Bunlardan biri için bir mahkemeden beraat ve tahliye kararı çıkarsa anında başka bir mahkeme başka bir dosyadan -bazen de aynı dosyadan- tutuklama kararı çıkartıyor.
Buna karşılık, kimi muhalif siyasetçileri ve gazetecileri hedef alan saldırılar konusunda yargı süreçlerinin nasıl işlediği ortada.
Özellikle başkanlık rejimine geçildikten sonra iyice çığırından çıkan yönetim zafiyetinin ekonomi alanında ortaya çıkardığı fatura gerçekten inanılmaz. Devlet kurumlarının işlevsizleştirilmesi, yönetimin şahsileştirilmesi, liyakat kriterinin yerini sadakatin alması vs… bunların hepsi ciddi sorunlar. Sağlık sisteminin geldiği yer ortada… Tarımdaki halimiz ortada… Dış politikada hasar tablosu ortada….

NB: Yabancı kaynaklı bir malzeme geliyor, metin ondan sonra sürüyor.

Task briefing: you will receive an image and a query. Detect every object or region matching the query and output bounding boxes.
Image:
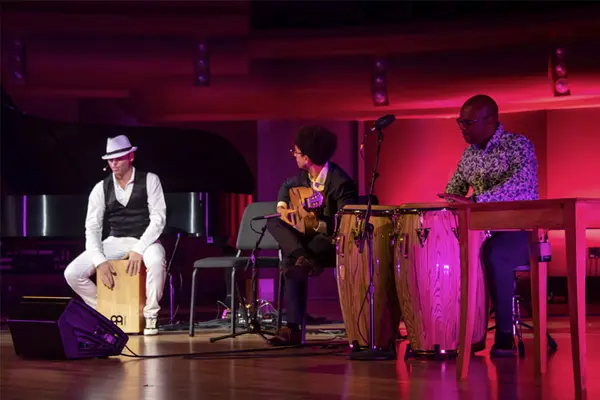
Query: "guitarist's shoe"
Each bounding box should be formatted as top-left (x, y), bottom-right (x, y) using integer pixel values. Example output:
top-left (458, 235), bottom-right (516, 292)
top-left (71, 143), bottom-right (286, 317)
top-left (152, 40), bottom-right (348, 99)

Yolsuzluklar ortada… Ancak devletin temel işlevleri olan “güvenlik ve adalet temini” sahasında sorumluluk taşıyan kurumların çürüme alameti göstermeleri hepsinden daha büyük bir felaketin habercisi.
Başka hiçbir problem olmasa bile yalnızca bunun için mevcut düzenin değişmesi gerekir.